Alrededor de 2018, el joven fue a un desarmadero y se encontró con uno de los viejos trolebuses que habían llegado desde Canadá. La provincia los había comprado, pero no funcionaron y terminaron en desuso, abandonados en distintos desarmaderos. Uno de ellos estaba allí, esperando que alguien decidiera qué hacer con él. Matías lo vio y empezó a imaginar.

Era un vehículo de unos 15 metros de largo, enorme, fuera de funcionamiento y sin siquiera dos de sus ruedas. Para cualquier otra persona podía ser un problema. Para él era exactamente lo contrario: podía convertirse en el espacio que estaba buscando.

Había, sin embargo, un detalle bastante importante: Matías tenía apenas US$200. Eran los únicos que llevaba encima ese día. Le preguntó al hombre del desarmadero cuánto quería por el trolebús y terminó comprándolo con ese dinero.

Después de encontrarlo, todavía tenía que resolver cómo llevar semejante vehículo hasta su propiedad. “Llamé a una grúa y le pedí a mi papá que me prestara plata para pagarla. Vino la grúa con un camión, con un chasis bajo, lo levantamos y lo llevamos hasta el hostel”, explicó.
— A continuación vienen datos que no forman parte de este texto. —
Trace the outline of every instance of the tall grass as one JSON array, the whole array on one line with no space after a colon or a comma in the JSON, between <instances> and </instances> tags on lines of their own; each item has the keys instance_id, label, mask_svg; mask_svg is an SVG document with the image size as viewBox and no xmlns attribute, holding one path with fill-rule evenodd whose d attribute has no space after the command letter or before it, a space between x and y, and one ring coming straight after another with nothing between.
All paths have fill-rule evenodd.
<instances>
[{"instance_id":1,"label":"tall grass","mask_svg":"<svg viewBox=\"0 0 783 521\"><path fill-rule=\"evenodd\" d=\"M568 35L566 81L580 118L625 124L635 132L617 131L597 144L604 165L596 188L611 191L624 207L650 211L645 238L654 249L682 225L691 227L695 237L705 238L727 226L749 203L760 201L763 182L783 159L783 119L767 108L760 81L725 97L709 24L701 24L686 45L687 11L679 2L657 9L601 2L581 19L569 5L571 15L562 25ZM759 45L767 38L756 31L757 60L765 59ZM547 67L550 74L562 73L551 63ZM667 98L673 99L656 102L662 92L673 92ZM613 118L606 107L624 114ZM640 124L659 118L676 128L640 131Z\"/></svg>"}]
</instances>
El trolebús viajó en un camión hasta Chacras de Coria y quedó estacionado en la calle, detrás del terreno. Ahí apareció el segundo problema: no había manera de meterlo adentro.

El trolebús no funcionaba y tenía unas dimensiones que hacían imposible moverlo como si fuera un vehículo cualquiera: “Al otro día me puse a buscar en Google cómo hacían los vikingos en la serie para mover cosas pesadas. Pensé: si ellos lo hacían hace 100 años, yo también puedo”.

Consiguió madera en un aserradero y una retroexcavadora. Entre todos fueron levantando el vehículo y colocándolo sobre los troncos para hacerlo avanzar poco a poco. Fue una escena casi absurda: un viejo trolebús canadiense avanzando sobre troncos para entrar al jardín de una propiedad de Chacras de Coria. “Fue una odisea entrarlo”, recordó entre risas.

Cuando finalmente entró, Matías sintió que había conseguido lo más difícil. Pero en realidad recién empezaba. “Cuando lo metí estaba feliz de tener semejante bicho, sobre todo por la historia que tenía. Quería reutilizarlo, no quería que quedara abandonado”, expresó.

Sin embargo no fue fácil. El trolebús pasó aproximadamente un año sin convertirse en nada. Lo utilizaba como depósito mientras el hostel seguía funcionando. Cada vez que podía juntar algo de dinero, volvía a invertir en él. Sacó todos los asientos, trabajó sobre el piso, primero con cerámicos y después con porcelanato, modificó las ventanas y empezó a fabricar los muebles junto con familiares y amigos. “Fue remar en dulce de leche”, aseguró.

Un primo que trabaja con metal lo ayudó con parte del mobiliario. Otros amigos fueron colaborando en distintas tareas. Matías aprendió mientras hacía. Y así pasaron los años.

La restauración completa llevó alrededor de ocho años. A los tres, sin embargo, el lugar ya estaba lo suficientemente avanzado como para que pudiera empezar a trabajar allí.

Hasta los detalles más pequeños llevaron tiempo: las luces delanteras y traseras, distintas partes de la carrocería y hasta una bocina inspirada en Los Dukes de Hazzard. Nada parecía demasiado pequeño como para no dedicarle horas. “Yo no tenía idea, mi vida se maneja de forma improvisada”, recordó Matías al recordar aquel proceso. Pero esa improvisación tenía una regla: hacerlo despacio y hacerlo bien.

Hoy, cuando alguien entra al estudio, cuesta imaginar que alguna vez aquel lugar fue simplemente un vehículo abandonado en un desarmadero.

El trolebús conserva por fuera buena parte de su aspecto original. Es largo, ancho y mantiene la estética de fábrica. En uno de sus laterales, la inscripción que alguna vez decía “Empresa provincial de Mendoza” fue reemplazada por una mucho más acorde con su nueva vida: “tatuajes”.